Tu n’as pas envie justement d’aller tenter ta chance aux States toi qui aimes ce pays ?
J’y retourne régulièrement, on va jouer à l’Apollo Theater, on va jouer pour la Jazz Fondation, il y a des gens qui sont en train de travailler pour moi pour essayer de créer des choses, mais j’ai envie aussi de jouer en Allemagne car je sais qu’il y a un public très branché Blues-Rock. Mais pour ça il faut du temps et en ce moment la France m’en prend beaucoup mais je pense que je vais essayer de bouger, par exemple avec une tournée de deux ou trois mois dans des pays limitrophes déjà. Mais dès qu’il y a des invitations qui se font aux Etats-Unis bien entendu j’y vais.

Justement, tu tournes beaucoup cette année, tu n’as pas peur d’avoir le retour de bâton l’année prochaine avec peu de programmation du fait que tu es un peu partout en ce moment ?
On l’a toujours… c’est pour ça que ce métier est à la fois merveilleux et stressant parce qu’on se demande toujours si l’année prochaine on aura toujours envie de nous, mais le jour où l’on aura plus envie de moi je ne ferai pas le forcing et j’irai voir ailleurs.

J’ai lu quelque part que tu avais fait la première partie de Johnny Winter qui vient de disparaître, tu as eu des relations en dehors de la scène avec lui ?
Absolument pas. En fait mon label est « raccordé » de plus ou moins loin à celui de Winter et cela a facilité certaines choses mais je retiens surtout un truc, c’est que l’on a fait la première partie de Johnny Winter à l’Olympia sans électricité ! C’est Alvin Lee qui devait faire le co-plateau au départ mais il est malheureusement décédé, et on nous a donc alloué un espace dans le hall parce que je voulais faire un truc comme ça, un peu comme dans le bayou, où les gens sortent pour aller boire un coup au bar et où c’est très sympa de jouer devant eux comme ça. Et à deux heures du début du concert on est venu me voir en me disant « Désolé Manu mais tu n’auras pas d’électricité, il faudra le faire A Capella » ! J’avais mon nom sur le devant de l’Olympia et il n’était pas question de ne pas le faire ! On m’avait fait « bander » pendant six mois avec cette ouverture pour Johnny Winter et L’Olympia refusait de me donner une simple prise électrique ! Donc je suis allé vite fait acheter des amplis à piles à Pigalle, je me suis fait prêter des trucs par des potes qui ont des magasins de musique et on fait ça genre « ambiance métro », on a fait l’Olympia comme des clochards !!

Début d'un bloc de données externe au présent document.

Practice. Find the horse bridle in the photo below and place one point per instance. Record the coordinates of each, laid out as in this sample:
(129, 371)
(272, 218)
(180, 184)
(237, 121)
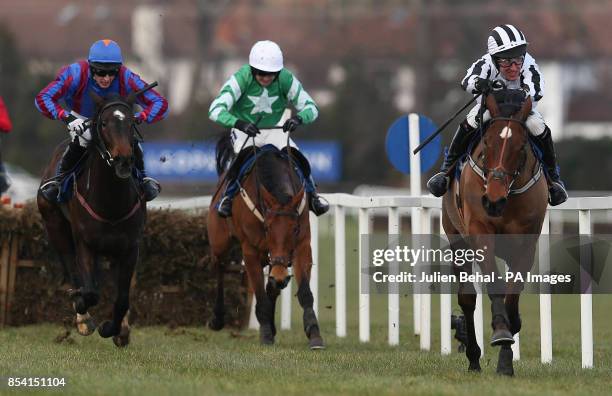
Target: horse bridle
(499, 172)
(98, 141)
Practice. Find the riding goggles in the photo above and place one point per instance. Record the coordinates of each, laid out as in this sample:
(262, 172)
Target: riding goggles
(263, 73)
(104, 73)
(507, 62)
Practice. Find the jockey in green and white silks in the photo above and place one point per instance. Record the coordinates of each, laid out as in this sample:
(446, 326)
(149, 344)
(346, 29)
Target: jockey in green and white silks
(251, 102)
(506, 60)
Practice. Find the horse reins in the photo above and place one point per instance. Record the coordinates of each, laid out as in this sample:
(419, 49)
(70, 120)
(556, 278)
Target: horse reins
(499, 172)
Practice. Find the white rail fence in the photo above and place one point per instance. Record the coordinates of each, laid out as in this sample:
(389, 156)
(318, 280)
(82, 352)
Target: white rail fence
(422, 214)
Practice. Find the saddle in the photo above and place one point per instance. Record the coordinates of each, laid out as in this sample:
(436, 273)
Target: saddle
(248, 161)
(68, 180)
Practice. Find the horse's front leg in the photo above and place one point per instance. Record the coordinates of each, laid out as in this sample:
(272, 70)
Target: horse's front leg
(218, 320)
(496, 289)
(118, 327)
(302, 267)
(87, 294)
(264, 309)
(467, 301)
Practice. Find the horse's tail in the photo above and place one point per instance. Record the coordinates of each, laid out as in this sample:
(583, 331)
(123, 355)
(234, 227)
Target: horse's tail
(224, 152)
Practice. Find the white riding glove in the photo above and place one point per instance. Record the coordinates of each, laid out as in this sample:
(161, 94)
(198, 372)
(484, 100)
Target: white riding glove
(78, 127)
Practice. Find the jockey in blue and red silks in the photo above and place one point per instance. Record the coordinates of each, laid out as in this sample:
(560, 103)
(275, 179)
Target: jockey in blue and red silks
(103, 73)
(5, 127)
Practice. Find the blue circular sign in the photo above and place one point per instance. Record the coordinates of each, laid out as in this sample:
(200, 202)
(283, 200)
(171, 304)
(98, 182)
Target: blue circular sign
(397, 144)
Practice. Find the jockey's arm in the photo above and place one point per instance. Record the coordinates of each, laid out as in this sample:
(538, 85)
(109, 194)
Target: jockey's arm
(479, 69)
(154, 105)
(219, 110)
(533, 79)
(47, 100)
(5, 121)
(301, 100)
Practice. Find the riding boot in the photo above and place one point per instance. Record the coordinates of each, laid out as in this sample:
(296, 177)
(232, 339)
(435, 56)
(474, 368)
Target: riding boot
(224, 207)
(5, 182)
(317, 204)
(73, 153)
(556, 188)
(150, 186)
(438, 184)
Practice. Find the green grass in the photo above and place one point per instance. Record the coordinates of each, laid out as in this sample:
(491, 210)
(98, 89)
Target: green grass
(198, 361)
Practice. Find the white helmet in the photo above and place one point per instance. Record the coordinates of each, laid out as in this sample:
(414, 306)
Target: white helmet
(266, 56)
(507, 41)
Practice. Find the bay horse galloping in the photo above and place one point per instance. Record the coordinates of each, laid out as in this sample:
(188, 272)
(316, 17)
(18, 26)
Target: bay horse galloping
(501, 190)
(270, 220)
(105, 215)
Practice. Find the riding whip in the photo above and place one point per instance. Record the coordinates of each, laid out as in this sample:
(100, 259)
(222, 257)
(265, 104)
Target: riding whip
(433, 135)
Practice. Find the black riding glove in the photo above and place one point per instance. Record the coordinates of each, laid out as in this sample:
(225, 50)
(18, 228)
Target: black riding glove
(292, 123)
(483, 85)
(247, 127)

Tu as participé à ce fabuleux concert qui était la soirée hommage à la route du Blues à Cahors. Soirée exceptionnelle pour toi aussi comme pour nous côté public ? Et est ce que vous avez fait le « match retour » du Po’ Monkey’s avec Terry Harmonica Beans ?
Oui c’était super cool ce concert, de revoir plein de gens que j’aime bien et puis de retrouver Terry bien entendu. C’est moi qui ai d’ailleurs suggéré à Kathy Boyé de me mettre en duo avec lui et ça a bouclé un truc comme ça, il était du coup « sur mes terres » pour le match retour, et c’était vraiment une super soirée que Kathy a organisée avec beaucoup de générosité. Quand tu le fais tu ne te rends pas compte, mais quand on revoit les images avec le Gospel derrière, c’est vraiment un truc de folie avec tout ce groupe de chanteurs et un plateau de dingue !! Alors c’est très rapide en fait parce qu’on joue un ou deux titres et ensuite on sort, je pense que Craig Adams par exemple a du apprécier le truc encore beaucoup plus, mais c’est aussi pour ça qu’il faut apprendre à savourer l’instant présent.

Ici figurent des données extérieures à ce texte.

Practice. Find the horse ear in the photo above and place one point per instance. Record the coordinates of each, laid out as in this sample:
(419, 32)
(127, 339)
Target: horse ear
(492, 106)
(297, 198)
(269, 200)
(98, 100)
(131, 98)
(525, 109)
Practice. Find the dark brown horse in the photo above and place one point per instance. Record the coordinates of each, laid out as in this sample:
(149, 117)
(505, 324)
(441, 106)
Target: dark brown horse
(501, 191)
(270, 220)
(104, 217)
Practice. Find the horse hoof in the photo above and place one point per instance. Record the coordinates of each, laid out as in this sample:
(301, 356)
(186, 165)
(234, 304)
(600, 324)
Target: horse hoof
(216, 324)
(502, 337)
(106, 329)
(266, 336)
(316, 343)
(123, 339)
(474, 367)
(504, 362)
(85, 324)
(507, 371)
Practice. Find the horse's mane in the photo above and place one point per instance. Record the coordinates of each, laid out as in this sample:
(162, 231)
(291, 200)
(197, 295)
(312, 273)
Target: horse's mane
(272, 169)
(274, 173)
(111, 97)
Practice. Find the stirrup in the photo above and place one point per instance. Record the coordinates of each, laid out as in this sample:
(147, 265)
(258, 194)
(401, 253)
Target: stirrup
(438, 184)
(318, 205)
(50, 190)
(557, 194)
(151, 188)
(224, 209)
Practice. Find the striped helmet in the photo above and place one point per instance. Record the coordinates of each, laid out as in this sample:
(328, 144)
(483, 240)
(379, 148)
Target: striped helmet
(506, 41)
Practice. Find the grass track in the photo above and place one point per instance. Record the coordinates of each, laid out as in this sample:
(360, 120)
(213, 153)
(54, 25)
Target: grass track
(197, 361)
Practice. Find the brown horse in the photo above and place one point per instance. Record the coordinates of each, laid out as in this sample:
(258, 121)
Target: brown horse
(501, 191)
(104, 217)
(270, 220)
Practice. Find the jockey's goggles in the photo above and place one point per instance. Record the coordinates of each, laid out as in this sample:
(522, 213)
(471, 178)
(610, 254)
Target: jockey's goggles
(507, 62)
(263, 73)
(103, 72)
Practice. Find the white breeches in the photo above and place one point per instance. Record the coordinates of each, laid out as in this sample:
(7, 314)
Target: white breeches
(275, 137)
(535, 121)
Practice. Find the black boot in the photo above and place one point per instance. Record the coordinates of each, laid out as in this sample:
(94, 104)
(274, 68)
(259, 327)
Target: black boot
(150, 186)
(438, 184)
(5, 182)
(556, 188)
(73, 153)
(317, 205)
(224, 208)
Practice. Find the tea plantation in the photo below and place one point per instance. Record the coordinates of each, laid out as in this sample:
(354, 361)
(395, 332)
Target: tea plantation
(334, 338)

Avec Jimmy et Gaby vous avez une énergie incroyable sur scène, c’est dans ta philosophie de donner au public un vrai spectacle ? et qu’est ce que tu penses par exemple des gratteux qui jouent assis sur scène ?
Je joue aussi assis en début de concert…

Oui, mais sur un seul titre… moi je pense plutôt à ceux qui peuvent envoyer le bois mais qui restent scotchés à leur chaise tout un concert….
Bah ce sont des forces tranquilles… Y’avait Mitterrand et puis t’as des mecs plus énervés… mois je suis plutôt dans la catégorie « énervé » (éclats de rires )… mais bon moi je ne contrôle pas tout ça. Quand on est sur scène il faut donner du spectacle aux gens, on a une place très privilégiée, j’ai beaucoup de chance de pouvoir jouer comparé à toutes les années où j’ai galéré et où personne ne m’appelait, et je suis donc là pour donner de la bonne énergie aux gens. Le monde actuel n’est pas forcement joyeux alors si tu arrives sur scène, que tu tournes le dos au public, que tu joues replié sur toi-même derrière des lunettes de soleil, ça ne me fait pas bander. Moi je suis fan des Stones, d’AC/DC, de ces groupes là qui viennent prendre la scène et le public et qui viennent nous donner un truc. Parce qu’on est juste ça finalement, des mecs qui viennent donner quelque chose aux gens, et si tu arrives pendant deux ou trois heures à leur donner des choses positives en exorcisant des histoires qui sont plutôt négatives, alors on a tous ensemble réalisé un truc super !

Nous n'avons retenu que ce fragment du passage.